Ende Mai diesen Jahres war es soweit: endlich den Kaffeeanbau live erleben!
In einer Reisegruppe aus verschiedenen deutschen Röstereien hatte ich die Gelegenheit, insgesamt 3 Regionen in Brasilien und ihre zum Teil sehr unterschiedlichen Anbau- und Aufbereitungsmethoden zu besichtigen und kennenzulernen.

 

Fazenda Camocim

Nach der Landung in Rio de Janeiro, einem Inlandsflug nach Vitoria und einem zweistündigem Transfer per Kleinbus ging es zuerst nach Pedra Azul, um die Gewinnerfarm des "Cup of Excellence 2017" zu besuchen.

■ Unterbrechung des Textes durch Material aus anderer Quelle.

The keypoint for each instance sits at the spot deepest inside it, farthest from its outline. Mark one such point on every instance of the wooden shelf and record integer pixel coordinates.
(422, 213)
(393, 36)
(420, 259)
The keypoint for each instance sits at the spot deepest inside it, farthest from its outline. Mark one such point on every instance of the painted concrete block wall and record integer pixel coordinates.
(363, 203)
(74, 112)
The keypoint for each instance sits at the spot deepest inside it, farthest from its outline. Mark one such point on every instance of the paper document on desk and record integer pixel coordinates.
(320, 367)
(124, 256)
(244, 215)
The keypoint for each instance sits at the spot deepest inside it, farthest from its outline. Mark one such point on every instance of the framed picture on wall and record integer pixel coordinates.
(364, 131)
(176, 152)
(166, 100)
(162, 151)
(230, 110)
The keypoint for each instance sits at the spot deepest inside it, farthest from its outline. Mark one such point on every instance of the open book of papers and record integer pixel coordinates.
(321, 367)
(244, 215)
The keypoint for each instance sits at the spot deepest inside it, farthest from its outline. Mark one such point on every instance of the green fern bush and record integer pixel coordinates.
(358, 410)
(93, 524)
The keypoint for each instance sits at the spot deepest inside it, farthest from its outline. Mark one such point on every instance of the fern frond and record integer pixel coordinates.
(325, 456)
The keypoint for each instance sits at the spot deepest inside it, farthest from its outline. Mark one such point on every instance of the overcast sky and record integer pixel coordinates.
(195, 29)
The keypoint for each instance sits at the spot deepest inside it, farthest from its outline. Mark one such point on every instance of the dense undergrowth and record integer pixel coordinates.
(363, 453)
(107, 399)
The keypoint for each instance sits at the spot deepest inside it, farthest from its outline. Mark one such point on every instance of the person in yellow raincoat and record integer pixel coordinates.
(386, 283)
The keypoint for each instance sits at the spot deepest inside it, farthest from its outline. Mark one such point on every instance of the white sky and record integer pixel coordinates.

Farmbesitzer Henrique Sloper legt sehr großen Wert auf umwelt- und sozialgerechte Standards und erntet absoluten Spitzenkaffee. Direkt vor Ort konnten wir vom Anbau über die Aufbereitung sehr viel Eindrücke sammeln und im Röst- und Verkostungslabor die hervorragende Arbeit begutachten und unter anderem "den besten Kaffee Brasiliens" der letzten Ernte probieren, das "Cup of Excellence Winner Lot".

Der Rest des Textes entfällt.